Concetto di Termine nelle Disposizioni Testamentarie
Il concetto di "termine" si riferisce a un evento futuro e certo che determina l'inizio o la fine dell'efficacia di una disposizione testamentaria. La caratteristica distintiva del termine è la certezza del suo verificarsi, che lo differenzia dalla condizione, indipendentemente dalle formulazioni utilizzate dal testatore.
È fondamentale distinguere il termine che regola l'efficacia della disposizione da quello stabilito per l'adempimento del legato da parte dell'erede. Quest'ultimo è soggetto alle normative applicabili ai termini nell'adempimento delle obbligazioni, senza pregiudicare l'analisi dell'intenzione del de cuius.
La normativa vigente vieta al testatore di stabilire uno o più termini per l'istituzione di un erede, precludendo la possibilità di organizzare la successione del proprio patrimonio attraverso istituzioni successive, anche dopo la trasmissione al primo erede. Questo divieto mira a proteggere la libertà testamentaria del de cuius, impedendo una successione temporanea della qualità ereditaria e, di conseguenza, l'inammissibilità di una concorrenza tra delazione legittima e delazione testamentaria.
Tale restrizione, introdotta già nel codice del 1865, è stata criticata come anacronistica e illogica, in particolare per quanto riguarda l'istituzione di erede con termine finale. Questa critica sottolinea come, in contrasto con la volontà del testatore, l'istituito per un breve periodo possa essere considerato su un piano di parità con chi lo succede definitivamente, o addirittura come unico erede, a discapito dell'erede legittimo non esplicitamente nominato nel testamento ma implicitamente inteso dal testatore come erede finale.
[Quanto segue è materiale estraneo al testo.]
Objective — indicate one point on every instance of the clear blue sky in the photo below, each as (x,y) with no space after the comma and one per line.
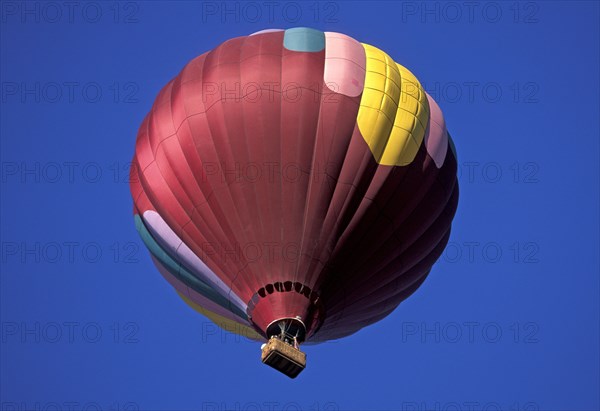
(509,317)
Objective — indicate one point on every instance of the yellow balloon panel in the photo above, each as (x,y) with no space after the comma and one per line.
(393,110)
(225,323)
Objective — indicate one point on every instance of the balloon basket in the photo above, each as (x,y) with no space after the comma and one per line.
(284,357)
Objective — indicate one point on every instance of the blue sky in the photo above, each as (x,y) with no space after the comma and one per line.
(509,317)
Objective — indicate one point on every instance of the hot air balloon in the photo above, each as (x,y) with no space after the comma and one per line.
(294,186)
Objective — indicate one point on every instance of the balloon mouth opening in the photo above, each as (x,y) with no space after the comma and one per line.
(287,329)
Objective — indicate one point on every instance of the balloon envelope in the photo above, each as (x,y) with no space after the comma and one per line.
(294,174)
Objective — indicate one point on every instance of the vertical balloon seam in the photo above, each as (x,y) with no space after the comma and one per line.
(179,271)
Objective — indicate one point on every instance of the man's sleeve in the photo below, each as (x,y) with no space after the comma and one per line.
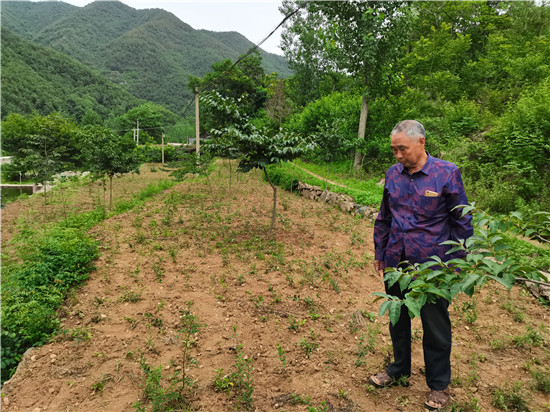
(461,226)
(382,226)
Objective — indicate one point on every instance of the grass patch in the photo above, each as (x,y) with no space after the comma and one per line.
(365,192)
(55,258)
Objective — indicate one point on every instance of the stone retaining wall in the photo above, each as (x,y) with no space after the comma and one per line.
(344,202)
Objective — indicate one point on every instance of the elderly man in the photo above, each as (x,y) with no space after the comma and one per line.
(416,216)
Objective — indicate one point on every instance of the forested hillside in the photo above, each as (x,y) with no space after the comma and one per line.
(476,74)
(149,52)
(36,78)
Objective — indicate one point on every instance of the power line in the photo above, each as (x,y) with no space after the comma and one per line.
(250,51)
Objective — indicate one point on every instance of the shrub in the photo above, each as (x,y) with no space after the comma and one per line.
(153,154)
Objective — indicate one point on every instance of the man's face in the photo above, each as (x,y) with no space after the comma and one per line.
(407,151)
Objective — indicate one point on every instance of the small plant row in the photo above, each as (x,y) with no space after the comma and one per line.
(483,260)
(32,291)
(286,175)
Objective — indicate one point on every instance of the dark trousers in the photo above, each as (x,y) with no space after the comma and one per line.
(436,341)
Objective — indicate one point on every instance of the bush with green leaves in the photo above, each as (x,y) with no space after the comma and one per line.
(153,154)
(434,279)
(32,291)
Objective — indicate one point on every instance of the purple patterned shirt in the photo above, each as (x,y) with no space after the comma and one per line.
(416,213)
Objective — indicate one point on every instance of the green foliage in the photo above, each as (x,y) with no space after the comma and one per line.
(332,122)
(239,384)
(153,154)
(32,292)
(435,279)
(511,398)
(192,164)
(245,84)
(150,53)
(36,79)
(162,398)
(107,153)
(41,145)
(287,175)
(152,119)
(309,345)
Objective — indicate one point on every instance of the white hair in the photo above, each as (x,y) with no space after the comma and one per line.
(412,129)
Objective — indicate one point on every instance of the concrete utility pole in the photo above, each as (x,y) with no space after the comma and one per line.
(163,147)
(197,124)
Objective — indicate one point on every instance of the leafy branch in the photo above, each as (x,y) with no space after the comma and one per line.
(484,261)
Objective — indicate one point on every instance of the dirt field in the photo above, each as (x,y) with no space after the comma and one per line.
(193,285)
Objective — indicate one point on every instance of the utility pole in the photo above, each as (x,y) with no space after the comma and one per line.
(197,136)
(163,146)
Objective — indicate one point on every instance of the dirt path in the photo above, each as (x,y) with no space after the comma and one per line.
(319,177)
(283,305)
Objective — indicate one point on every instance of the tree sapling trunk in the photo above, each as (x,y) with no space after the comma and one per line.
(274,212)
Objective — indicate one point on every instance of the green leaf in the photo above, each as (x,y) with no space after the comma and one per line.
(395,311)
(455,289)
(502,281)
(413,305)
(404,282)
(383,308)
(469,281)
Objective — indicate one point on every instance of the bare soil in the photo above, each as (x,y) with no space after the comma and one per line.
(204,248)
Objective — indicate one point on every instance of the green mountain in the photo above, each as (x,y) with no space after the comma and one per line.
(36,78)
(149,52)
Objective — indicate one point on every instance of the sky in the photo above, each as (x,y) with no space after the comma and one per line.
(254,19)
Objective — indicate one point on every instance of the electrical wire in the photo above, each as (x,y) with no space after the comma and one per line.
(250,51)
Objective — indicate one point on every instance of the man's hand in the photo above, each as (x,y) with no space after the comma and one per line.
(379,267)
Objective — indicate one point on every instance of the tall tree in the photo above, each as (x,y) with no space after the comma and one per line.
(108,154)
(245,83)
(358,38)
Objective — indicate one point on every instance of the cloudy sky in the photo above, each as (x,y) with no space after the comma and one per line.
(252,18)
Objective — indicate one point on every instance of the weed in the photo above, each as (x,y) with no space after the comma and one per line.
(130,295)
(531,338)
(510,398)
(297,399)
(518,314)
(163,397)
(158,269)
(309,345)
(238,385)
(154,320)
(282,354)
(366,345)
(323,407)
(294,324)
(100,385)
(78,334)
(497,344)
(471,405)
(541,380)
(469,308)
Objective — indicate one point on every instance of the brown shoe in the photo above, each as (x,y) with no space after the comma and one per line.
(437,400)
(383,380)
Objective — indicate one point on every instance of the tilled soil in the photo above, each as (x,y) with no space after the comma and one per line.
(289,313)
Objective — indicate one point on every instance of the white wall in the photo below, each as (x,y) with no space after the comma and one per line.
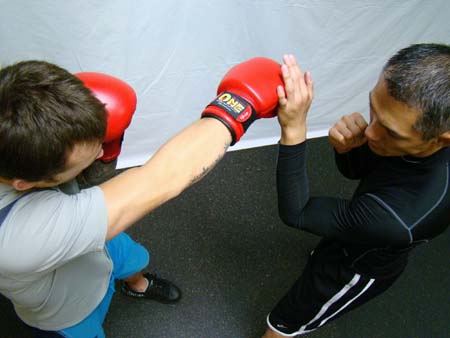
(174,53)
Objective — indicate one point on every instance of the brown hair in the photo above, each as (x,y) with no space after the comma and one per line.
(44,112)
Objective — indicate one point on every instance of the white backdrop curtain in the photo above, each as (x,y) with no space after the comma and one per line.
(174,53)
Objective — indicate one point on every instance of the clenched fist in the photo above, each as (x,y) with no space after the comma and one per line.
(348,133)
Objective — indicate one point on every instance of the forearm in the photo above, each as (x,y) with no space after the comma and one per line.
(182,161)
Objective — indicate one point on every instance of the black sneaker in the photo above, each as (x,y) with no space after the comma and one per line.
(160,290)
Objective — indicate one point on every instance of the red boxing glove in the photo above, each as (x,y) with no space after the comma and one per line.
(120,103)
(246,93)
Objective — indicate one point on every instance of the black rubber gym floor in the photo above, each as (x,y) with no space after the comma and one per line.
(222,242)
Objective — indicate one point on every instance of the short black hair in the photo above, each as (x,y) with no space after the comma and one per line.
(419,76)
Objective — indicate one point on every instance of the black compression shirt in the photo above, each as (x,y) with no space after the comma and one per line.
(400,202)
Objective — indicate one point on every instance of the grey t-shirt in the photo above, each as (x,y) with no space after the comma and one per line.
(53,263)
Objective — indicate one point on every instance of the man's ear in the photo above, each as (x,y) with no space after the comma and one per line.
(21,185)
(445,139)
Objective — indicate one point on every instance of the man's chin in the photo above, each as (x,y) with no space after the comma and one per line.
(376,149)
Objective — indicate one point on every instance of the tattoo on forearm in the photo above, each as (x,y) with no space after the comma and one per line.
(207,169)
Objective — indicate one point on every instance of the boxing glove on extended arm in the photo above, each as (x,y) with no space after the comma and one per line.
(120,103)
(247,92)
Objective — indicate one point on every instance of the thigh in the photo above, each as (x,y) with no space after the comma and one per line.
(127,255)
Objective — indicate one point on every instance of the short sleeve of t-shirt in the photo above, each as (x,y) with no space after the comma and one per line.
(47,228)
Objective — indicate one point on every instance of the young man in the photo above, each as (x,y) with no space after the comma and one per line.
(403,199)
(61,248)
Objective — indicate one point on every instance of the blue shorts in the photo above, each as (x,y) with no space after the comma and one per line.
(128,258)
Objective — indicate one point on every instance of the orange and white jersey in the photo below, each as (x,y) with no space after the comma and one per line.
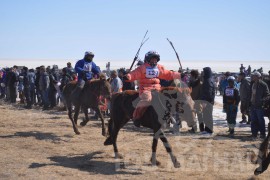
(149,76)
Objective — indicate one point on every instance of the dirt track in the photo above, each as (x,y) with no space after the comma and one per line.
(42,145)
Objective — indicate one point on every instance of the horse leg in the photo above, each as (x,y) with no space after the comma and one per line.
(111,140)
(154,149)
(169,149)
(76,113)
(74,125)
(104,132)
(85,110)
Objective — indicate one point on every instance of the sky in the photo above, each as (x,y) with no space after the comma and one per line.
(201,30)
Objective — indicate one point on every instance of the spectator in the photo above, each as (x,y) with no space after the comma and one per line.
(196,86)
(208,97)
(259,91)
(116,83)
(12,84)
(244,97)
(231,100)
(86,70)
(126,85)
(44,83)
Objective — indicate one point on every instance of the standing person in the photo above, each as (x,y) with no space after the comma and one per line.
(126,85)
(6,81)
(196,87)
(26,84)
(54,79)
(70,70)
(259,91)
(44,83)
(21,88)
(244,97)
(231,100)
(208,98)
(116,83)
(38,92)
(149,74)
(2,83)
(12,84)
(32,79)
(86,70)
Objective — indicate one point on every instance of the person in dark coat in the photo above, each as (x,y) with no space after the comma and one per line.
(12,84)
(259,91)
(54,79)
(126,85)
(44,82)
(28,83)
(231,100)
(208,98)
(244,97)
(37,90)
(195,84)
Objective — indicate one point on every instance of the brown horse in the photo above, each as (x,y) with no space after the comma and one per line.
(89,98)
(164,103)
(263,158)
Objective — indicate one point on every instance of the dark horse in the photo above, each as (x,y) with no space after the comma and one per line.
(89,98)
(263,158)
(164,103)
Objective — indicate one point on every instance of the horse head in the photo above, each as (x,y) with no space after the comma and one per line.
(178,100)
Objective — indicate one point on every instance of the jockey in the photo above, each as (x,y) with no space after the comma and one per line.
(148,74)
(86,70)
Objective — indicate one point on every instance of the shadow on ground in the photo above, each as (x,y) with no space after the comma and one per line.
(38,135)
(91,163)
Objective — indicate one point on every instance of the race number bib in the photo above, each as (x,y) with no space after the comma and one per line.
(87,67)
(229,92)
(151,72)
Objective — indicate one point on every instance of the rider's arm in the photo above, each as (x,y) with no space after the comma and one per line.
(167,75)
(78,66)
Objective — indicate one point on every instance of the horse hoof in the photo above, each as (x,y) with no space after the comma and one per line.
(177,164)
(108,142)
(118,156)
(83,123)
(77,131)
(157,163)
(104,133)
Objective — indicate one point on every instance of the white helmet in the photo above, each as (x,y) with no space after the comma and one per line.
(230,78)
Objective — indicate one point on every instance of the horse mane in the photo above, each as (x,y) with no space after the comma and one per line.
(178,89)
(130,92)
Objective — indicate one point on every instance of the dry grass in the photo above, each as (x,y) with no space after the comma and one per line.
(42,145)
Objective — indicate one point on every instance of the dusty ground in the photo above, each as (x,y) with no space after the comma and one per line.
(42,145)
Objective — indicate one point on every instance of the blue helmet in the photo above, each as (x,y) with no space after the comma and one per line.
(150,55)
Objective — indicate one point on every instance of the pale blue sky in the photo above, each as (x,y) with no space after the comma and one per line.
(113,29)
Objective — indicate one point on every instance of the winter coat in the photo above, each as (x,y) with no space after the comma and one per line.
(262,92)
(44,81)
(87,69)
(245,91)
(196,87)
(208,87)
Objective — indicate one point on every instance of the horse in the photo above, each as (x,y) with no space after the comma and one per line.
(263,158)
(164,103)
(89,98)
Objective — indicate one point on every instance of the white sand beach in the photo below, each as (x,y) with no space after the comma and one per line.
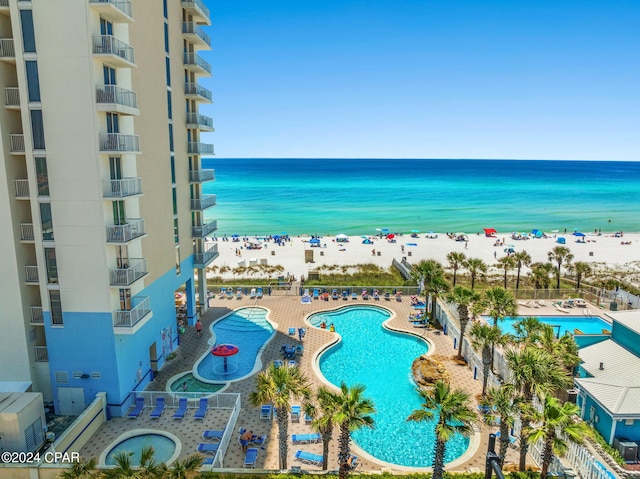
(605,251)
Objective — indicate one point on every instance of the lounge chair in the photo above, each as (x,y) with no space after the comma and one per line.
(265,412)
(202,409)
(306,457)
(182,409)
(306,438)
(250,458)
(209,448)
(213,435)
(137,410)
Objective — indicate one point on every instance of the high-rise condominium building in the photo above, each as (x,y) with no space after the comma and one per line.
(101,192)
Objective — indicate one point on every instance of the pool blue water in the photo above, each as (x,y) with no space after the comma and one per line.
(381,360)
(163,446)
(586,324)
(248,329)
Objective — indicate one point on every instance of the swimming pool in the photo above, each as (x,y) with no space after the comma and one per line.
(381,359)
(164,444)
(247,328)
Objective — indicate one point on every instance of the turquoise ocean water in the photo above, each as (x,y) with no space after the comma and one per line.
(331,196)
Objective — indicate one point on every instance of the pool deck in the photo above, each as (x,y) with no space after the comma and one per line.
(286,312)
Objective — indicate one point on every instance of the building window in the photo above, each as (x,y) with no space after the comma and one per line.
(56,307)
(46,221)
(33,82)
(37,129)
(28,37)
(43,176)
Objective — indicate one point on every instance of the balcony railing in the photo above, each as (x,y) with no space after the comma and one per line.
(36,315)
(7,49)
(203,230)
(26,232)
(42,355)
(192,29)
(200,148)
(122,188)
(201,121)
(193,89)
(201,260)
(200,176)
(129,318)
(129,273)
(112,94)
(110,45)
(134,228)
(117,142)
(206,201)
(17,142)
(31,274)
(22,188)
(195,61)
(12,97)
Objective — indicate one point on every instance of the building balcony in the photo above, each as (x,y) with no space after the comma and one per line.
(31,274)
(36,315)
(201,176)
(116,52)
(201,260)
(201,122)
(112,98)
(26,232)
(132,229)
(131,317)
(42,354)
(207,201)
(196,148)
(122,188)
(193,91)
(17,143)
(12,98)
(194,62)
(119,143)
(7,50)
(22,189)
(198,10)
(117,10)
(196,34)
(129,273)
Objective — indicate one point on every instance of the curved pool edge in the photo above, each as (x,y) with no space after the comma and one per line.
(141,432)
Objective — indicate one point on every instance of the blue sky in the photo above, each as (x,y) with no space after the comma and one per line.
(536,79)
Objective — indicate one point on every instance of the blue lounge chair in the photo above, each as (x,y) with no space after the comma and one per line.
(182,409)
(213,435)
(306,438)
(210,448)
(137,410)
(250,458)
(159,409)
(202,409)
(308,458)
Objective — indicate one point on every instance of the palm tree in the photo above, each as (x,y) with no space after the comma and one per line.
(353,411)
(456,261)
(279,385)
(581,270)
(455,415)
(476,267)
(483,339)
(321,411)
(560,254)
(522,258)
(83,469)
(464,298)
(506,263)
(558,422)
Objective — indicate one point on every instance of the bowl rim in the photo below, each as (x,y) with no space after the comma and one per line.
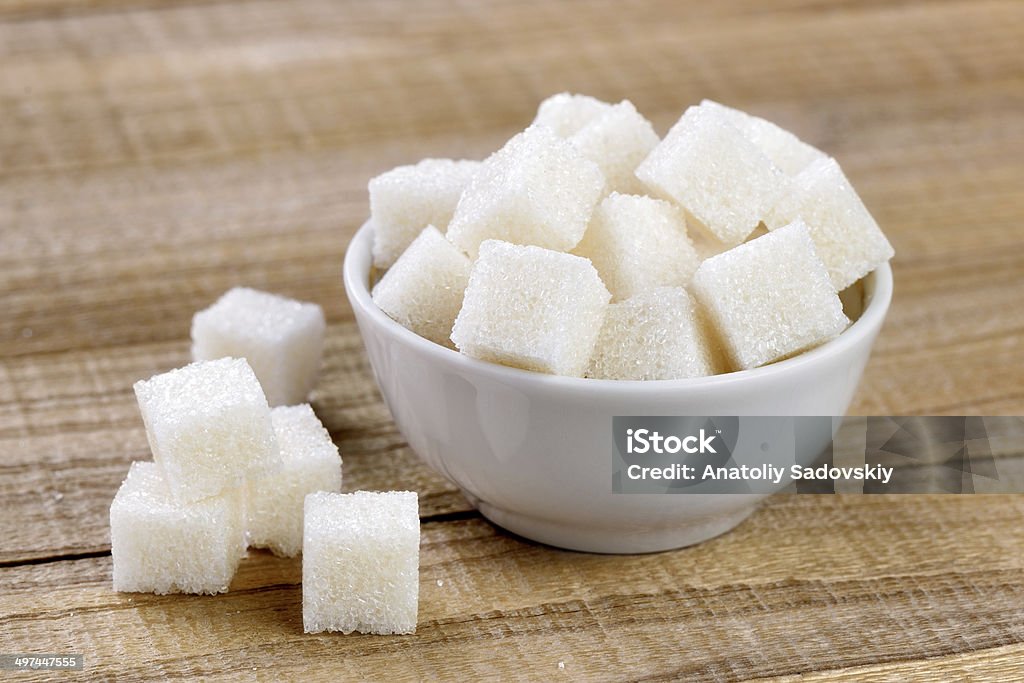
(355,274)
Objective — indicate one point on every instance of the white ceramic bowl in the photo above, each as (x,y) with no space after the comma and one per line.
(532,452)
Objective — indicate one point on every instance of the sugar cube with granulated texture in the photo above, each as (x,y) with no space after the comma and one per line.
(566,114)
(531,308)
(538,189)
(282,339)
(845,233)
(617,139)
(407,199)
(360,562)
(423,290)
(310,463)
(725,183)
(162,546)
(770,298)
(655,335)
(638,243)
(785,150)
(209,427)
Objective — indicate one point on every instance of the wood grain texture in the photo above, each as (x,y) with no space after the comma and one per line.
(155,154)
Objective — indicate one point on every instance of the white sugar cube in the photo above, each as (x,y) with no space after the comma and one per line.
(538,189)
(310,463)
(282,339)
(845,233)
(360,562)
(656,335)
(725,183)
(770,298)
(162,546)
(617,139)
(209,427)
(566,114)
(786,151)
(423,290)
(531,308)
(407,199)
(638,243)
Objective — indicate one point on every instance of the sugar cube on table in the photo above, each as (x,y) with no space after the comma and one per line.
(423,290)
(531,308)
(617,139)
(565,114)
(655,335)
(310,463)
(770,298)
(407,199)
(209,427)
(786,151)
(638,243)
(538,189)
(282,339)
(360,561)
(162,546)
(708,167)
(845,233)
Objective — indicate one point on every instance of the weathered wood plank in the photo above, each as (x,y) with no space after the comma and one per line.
(919,578)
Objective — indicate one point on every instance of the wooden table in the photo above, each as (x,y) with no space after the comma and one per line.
(154,154)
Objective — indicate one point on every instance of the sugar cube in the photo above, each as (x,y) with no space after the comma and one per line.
(617,139)
(725,183)
(407,199)
(638,243)
(538,189)
(532,308)
(209,427)
(282,339)
(786,151)
(845,233)
(655,335)
(423,290)
(310,463)
(360,562)
(565,114)
(770,298)
(162,546)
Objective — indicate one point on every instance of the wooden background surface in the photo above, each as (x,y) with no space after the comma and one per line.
(154,154)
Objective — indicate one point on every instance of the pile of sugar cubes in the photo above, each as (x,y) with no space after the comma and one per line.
(589,247)
(240,461)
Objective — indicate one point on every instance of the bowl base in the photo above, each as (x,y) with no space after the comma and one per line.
(614,543)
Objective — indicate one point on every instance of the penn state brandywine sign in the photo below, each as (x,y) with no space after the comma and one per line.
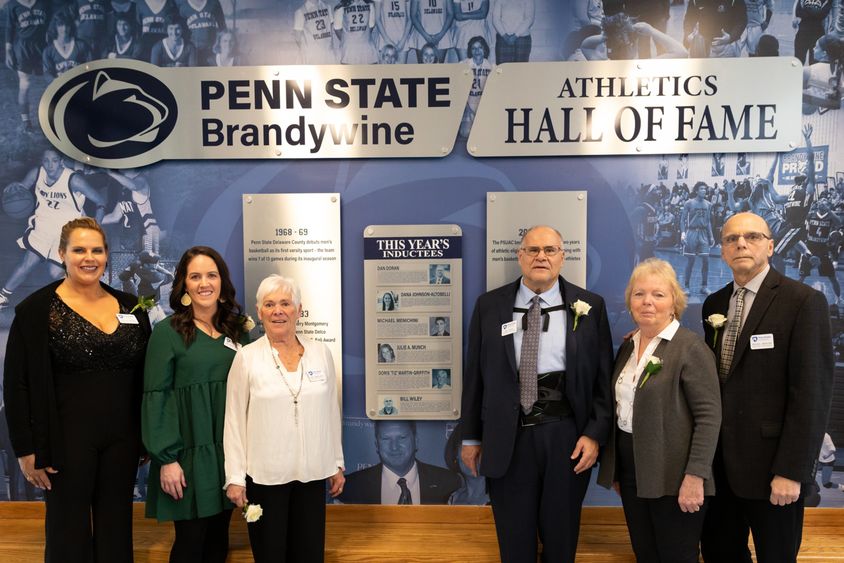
(125,113)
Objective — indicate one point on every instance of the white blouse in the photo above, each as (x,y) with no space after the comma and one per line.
(262,438)
(631,373)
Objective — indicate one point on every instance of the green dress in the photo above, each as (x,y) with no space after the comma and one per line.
(184,407)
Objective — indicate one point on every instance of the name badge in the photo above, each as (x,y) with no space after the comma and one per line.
(509,328)
(315,375)
(761,341)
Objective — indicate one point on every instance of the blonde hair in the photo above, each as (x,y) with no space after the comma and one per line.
(80,223)
(663,270)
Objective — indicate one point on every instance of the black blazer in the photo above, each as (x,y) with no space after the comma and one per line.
(28,389)
(491,382)
(775,402)
(435,485)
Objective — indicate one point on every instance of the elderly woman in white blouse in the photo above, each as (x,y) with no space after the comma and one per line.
(665,424)
(282,431)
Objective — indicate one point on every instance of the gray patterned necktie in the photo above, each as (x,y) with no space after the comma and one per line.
(530,357)
(405,497)
(728,347)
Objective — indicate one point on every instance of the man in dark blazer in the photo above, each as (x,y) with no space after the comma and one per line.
(537,460)
(775,396)
(395,442)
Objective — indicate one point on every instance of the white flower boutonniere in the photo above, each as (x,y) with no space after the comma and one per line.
(716,321)
(653,367)
(252,512)
(581,309)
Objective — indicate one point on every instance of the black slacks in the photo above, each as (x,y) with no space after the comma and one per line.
(202,540)
(777,530)
(540,493)
(659,531)
(292,527)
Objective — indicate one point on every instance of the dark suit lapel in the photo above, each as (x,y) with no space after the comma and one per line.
(767,292)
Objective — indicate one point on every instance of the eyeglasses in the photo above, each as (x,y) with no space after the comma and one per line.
(549,251)
(750,238)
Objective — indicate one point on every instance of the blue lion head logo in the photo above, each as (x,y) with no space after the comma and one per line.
(113,113)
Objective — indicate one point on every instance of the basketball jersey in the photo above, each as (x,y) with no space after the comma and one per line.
(55,204)
(314,20)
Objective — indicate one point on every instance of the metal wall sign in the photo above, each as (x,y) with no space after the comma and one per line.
(640,107)
(510,214)
(298,236)
(413,301)
(121,113)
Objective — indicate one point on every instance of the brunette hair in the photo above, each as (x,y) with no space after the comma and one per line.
(228,318)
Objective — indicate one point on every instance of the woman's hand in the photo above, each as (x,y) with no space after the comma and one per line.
(37,477)
(173,480)
(237,494)
(690,498)
(335,483)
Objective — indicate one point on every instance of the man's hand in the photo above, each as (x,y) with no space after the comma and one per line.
(784,491)
(471,456)
(587,450)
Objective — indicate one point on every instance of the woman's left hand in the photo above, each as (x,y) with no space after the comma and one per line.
(690,498)
(335,483)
Il fondamento del divieto risiede principalmente nel principio romano della perpetuità della qualità ereditaria, "semel heres semper heres", e nel divieto della sostituzione fedecommissaria, riflettendo l'avversione legislativa per le successioni ereditarie successive. Questa posizione è coerente con il principio generale di preservazione della manifestazione di ultima volontà, espressa nel favor testamenti, che ha portato il legislatore a introdurre una sorta di conversione legale delle disposizioni, pur assegnando loro un effetto conforme all'intento del de cuius. Secondo un'interpretazione alternativa, l'articolo 637 dovrebbe essere letto in coordinamento con l'articolo 626, privilegiando il principio del favor voluntatis testatoris.